Tell 'em Ron. All they need is a basic bitch.


----------



## Marshbound88

Janik Swiss army slider. My favorite redfish fly for tailing reds


----------



## 17Patriot76

Honestly I do most of my redfish damage on a clouser tied in tan or dark brown on bottom and olive over top with 2 or 3 strands of gold flash and eyes to match the depth. Mostly medium, black bead chain and black thread. Estero bay reds are usually smart enough to tie flies by themselves, and they fall for it ALOT.


----------



## ifsteve

Interesting flies y'all are throwing.
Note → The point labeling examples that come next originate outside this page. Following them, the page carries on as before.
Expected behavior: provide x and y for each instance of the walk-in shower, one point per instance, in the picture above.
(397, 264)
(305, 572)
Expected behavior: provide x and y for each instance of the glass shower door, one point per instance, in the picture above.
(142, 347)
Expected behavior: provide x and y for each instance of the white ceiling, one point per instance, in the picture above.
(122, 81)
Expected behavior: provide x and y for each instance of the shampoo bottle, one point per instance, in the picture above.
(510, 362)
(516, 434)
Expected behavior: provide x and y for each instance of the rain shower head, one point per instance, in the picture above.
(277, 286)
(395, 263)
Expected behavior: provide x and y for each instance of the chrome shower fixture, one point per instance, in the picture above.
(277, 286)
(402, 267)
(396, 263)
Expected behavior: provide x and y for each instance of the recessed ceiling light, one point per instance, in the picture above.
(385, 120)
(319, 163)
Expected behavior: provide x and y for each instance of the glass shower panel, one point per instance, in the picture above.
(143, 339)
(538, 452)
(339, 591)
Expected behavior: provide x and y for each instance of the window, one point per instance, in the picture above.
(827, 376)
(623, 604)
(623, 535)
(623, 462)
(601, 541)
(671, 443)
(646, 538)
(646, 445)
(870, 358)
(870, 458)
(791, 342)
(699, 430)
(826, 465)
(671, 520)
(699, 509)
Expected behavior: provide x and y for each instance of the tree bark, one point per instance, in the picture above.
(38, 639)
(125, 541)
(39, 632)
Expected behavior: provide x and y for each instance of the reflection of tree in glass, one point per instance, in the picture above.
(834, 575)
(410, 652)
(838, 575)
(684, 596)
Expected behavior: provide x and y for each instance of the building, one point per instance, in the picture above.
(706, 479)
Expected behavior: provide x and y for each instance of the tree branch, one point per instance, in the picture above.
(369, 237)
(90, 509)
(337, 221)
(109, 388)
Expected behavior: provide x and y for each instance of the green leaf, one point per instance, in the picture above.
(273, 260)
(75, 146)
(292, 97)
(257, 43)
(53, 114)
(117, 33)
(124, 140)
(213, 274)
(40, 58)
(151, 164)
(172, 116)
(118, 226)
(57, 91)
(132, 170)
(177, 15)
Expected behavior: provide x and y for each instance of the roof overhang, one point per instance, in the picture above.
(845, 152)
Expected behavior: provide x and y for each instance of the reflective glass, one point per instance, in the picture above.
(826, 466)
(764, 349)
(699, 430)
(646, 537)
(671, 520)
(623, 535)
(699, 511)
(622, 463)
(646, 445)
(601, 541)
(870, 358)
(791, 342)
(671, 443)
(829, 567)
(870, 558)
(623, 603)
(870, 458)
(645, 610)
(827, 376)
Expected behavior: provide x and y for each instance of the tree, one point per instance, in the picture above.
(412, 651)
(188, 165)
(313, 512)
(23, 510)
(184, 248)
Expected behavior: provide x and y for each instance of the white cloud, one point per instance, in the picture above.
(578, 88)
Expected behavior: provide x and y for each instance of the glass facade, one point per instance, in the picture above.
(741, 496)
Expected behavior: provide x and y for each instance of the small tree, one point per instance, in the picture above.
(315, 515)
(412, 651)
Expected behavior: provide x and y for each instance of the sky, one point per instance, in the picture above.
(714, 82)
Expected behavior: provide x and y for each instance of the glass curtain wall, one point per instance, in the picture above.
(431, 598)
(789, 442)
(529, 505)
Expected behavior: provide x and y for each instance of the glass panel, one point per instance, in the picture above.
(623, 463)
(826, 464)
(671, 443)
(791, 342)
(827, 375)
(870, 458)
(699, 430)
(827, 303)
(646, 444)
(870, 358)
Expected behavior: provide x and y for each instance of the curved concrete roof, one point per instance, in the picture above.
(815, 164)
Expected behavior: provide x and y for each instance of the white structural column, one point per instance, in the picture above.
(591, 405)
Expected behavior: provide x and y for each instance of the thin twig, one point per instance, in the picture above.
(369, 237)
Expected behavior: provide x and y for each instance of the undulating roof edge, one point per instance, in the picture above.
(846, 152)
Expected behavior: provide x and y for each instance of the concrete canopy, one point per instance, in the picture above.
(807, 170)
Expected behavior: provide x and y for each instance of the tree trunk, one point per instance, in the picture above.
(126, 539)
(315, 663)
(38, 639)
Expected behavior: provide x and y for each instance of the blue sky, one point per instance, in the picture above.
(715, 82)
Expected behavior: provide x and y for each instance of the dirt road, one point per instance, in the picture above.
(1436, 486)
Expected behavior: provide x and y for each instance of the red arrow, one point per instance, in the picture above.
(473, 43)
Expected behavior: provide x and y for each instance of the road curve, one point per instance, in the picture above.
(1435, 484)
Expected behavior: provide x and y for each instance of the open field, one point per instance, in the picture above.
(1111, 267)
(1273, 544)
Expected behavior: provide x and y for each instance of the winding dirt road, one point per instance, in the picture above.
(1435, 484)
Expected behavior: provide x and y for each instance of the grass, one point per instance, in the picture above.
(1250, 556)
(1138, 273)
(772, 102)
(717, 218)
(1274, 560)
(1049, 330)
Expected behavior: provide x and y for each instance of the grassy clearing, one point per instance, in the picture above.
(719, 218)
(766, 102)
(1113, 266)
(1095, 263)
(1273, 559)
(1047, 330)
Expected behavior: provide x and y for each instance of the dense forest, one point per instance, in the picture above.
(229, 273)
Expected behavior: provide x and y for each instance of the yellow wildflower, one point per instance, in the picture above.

Haven't seen one yet that is the typical size I am tossing....lol


----------



## Smackdaddy53

ifsteve said:


> Interesting flies y'all are throwing. Haven't seen one yet that is the typical size I am tossing....lol


Well post it up!


----------



## karstopo

I like size 2-4 for redfish crack. Gamakatsu size 2 SC-15 are tiny and very thin wire for a size 2. Mustad big game light in size 4 are of heavier wire than the Gamakatsu and longer.

Every Borski bonefish slider I do are on size 4 Gamakatsu SL-45 bonefish hooks, the black finished ones. They plenty strong enough for even Jack Creavelle in the teens.

Gartside Soft hackle Steamers go on size 2 -1/0 stinger hooks, Gamakatsu or Mustad.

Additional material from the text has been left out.